Depuis jeudi, 755 interpellations ont eu lieu dans Paris lors de manifestations contre la réforme des retraites. Des élus, des magistrats et des avocats dénoncent des arrestations arbitraires. Le préfet de police de Paris Laurent Nunez se justifie.
C'est désormais devenu un rituel. Chaque soir depuis jeudi, des milliers de manifestants se retrouvent dans les rues de Paris pour protester contre la réforme des retraites et l'usage du 49.3 par le gouvernement. Le lendemain matin, chacun fait le décompte des incidents et des interpellations.
Ce mardi soir, au 6e soir de ces mobilisations, 3500 personnes étaient encore présentes place de la République. Un rassemblement dans le calme avant que des violences n'éclatent vers 21h. Après deux heures de tension avec les forces de l'ordre, plusieurs petits cortèges ont ensuite pris la direction du Châtelet ou encore de Bastille avec des feux de poubelles et l'installation de barricades sur le passage.
Selon le préfet de police de Paris, Laurent Nunez interrogé sur France Info ce matin, les pompiers ont dû intervenir à 85 reprises, notamment sur un feu qui s'était propagé à un immeuble rue de la Corderie dans le 3e arrondissement de Paris. 46 nouvelles interpellations ont eu lieu dans la soirée.
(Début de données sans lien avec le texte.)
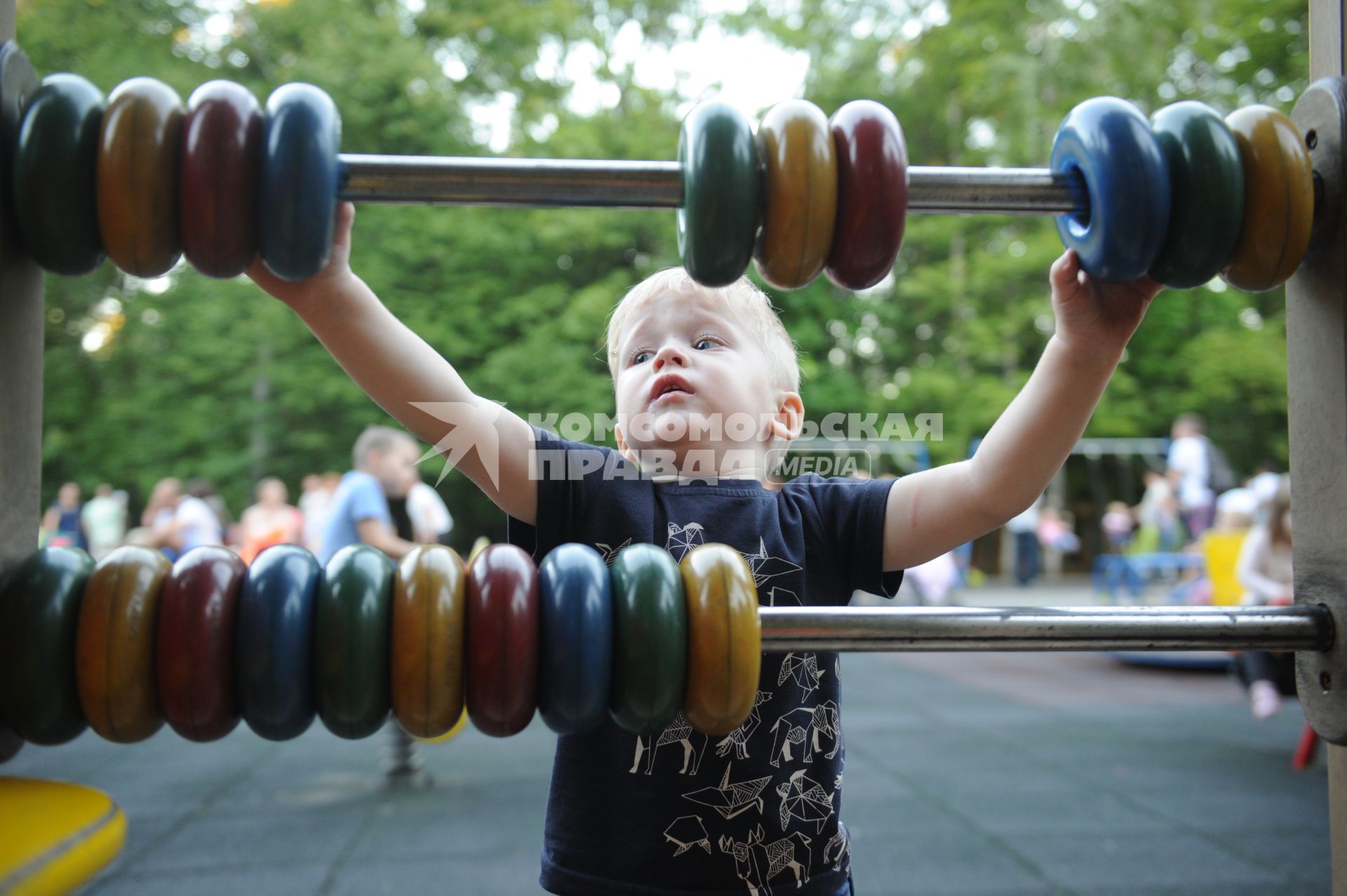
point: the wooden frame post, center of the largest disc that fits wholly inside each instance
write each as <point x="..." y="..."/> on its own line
<point x="20" y="379"/>
<point x="1316" y="349"/>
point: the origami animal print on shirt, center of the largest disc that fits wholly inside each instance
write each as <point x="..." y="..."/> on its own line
<point x="678" y="732"/>
<point x="805" y="801"/>
<point x="683" y="540"/>
<point x="610" y="553"/>
<point x="764" y="568"/>
<point x="805" y="670"/>
<point x="688" y="831"/>
<point x="758" y="862"/>
<point x="732" y="799"/>
<point x="803" y="727"/>
<point x="739" y="739"/>
<point x="841" y="844"/>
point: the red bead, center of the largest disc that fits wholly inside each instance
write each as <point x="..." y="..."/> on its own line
<point x="221" y="158"/>
<point x="872" y="194"/>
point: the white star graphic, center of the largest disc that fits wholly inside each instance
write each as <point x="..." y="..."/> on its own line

Critiques sur les interventions des forces de l'ordre
Depuis jeudi, ce sont 755 personnes qui selon nos comptes ont été interpellées dans la capitale. Des interpellations qui ont donné lieu à 9 déferrements jeudi, 13 vendredi, 20 samedi ou encore 19 dimanche faute d'infractions suffisamment caractérisées.
De quoi susciter les critiques de magistrats, d'avocats et d'élus. Lundi, le syndicat de la magistrature et le syndicat des avocats de France avaient dénoncé un usage abusif de ces gardes à vue et la brutalité de la répression. "Nous condamnons cette politique de répression du mouvement social et toutes les violences policières illégales qui seraient survenues au cours des derniers jours, et appelons à ce qu’elles ne demeurent pas sans suite, sans attendre de nouveaux drames", a notamment écrit dans un communiqué le syndicat de la Magistrature.
La Défenseure des droits a de son côté fait part de son inquiétude. Elle a alerté mardi sur les conséquences d'interpellations préventives synonymes de privation de liberté et rappelé les règles de déontologie dans le maintien de l'ordre, lors des manifestations contre la réforme des retraites. "Cette pratique peut induire un risque de recourir à des mesures privatives de liberté de manière disproportionnée et de favoriser les tensions", a averti Claire Hédon, se disant "préoccupée par les vidéos circulant sur les réseaux sociaux, de nombreux articles (...), témoignages et saisines reçus par l'institution sur de possibles manquements déontologiques dans le maintien de l'ordre au cours des évènements des jours derniers".
"Il n'y a pas d'interpellations massives"
Sous le feu des critiques sur sa gestion du maintien de l'ordre, le préfet de police Laurent Nunez s'est défendu ce mercredi matin, au micro de France Info, d'avoir fait procéder à des arrestations préventives. "Il n'y a pas d'interpellations massives. Évidemment, le temps de la garde à vue est de 48h. Il est parfois difficile d'établir la matérialité des faits en 48h (...) Quand on n'arrive pas à matérialiser les actes, les individus sont relâchés mais ça ne veut pas dire qu'il n'y avait pas d'infraction." Le préfet a également tenu à défendre la technique de nassage des manifestants, pourtant très contestée. "Les nasses sont mises en place uniquement les soirs de ces violences qu'on ne peut pas cautionner."
Particulièrement pointée du doigt par les manifestants et plusieurs observateurs : la Brigade de répression des actions violentes motorisées (Brav M), créée en 2019 en plein mouvement des gilets jaunes. Depuis jeudi, plusieurs vidéos circulent sur les réseaux sociaux et témoignent de dérives. Une enquête a été ouverte par l'IGPN après la diffusion lundi d'une vidéo montrant un policier des Brav M asséner un coup de poing à un manifestant. "J'ai demandé un rapport. C'est la procureur de Paris qui a saisi l'IGPN", a réagit Laurent Nunez qui refuse de jeter l'opprobre sur cette unité. "Les Brav M sont des compagnies d'intervention dont c'est le métier, qui sont formées. C'est une unité parfaitement adaptée pour disperser les groupes." Les députés de la France Insoumise viennent de demander leur dissolution au ministre de l'Intérieur.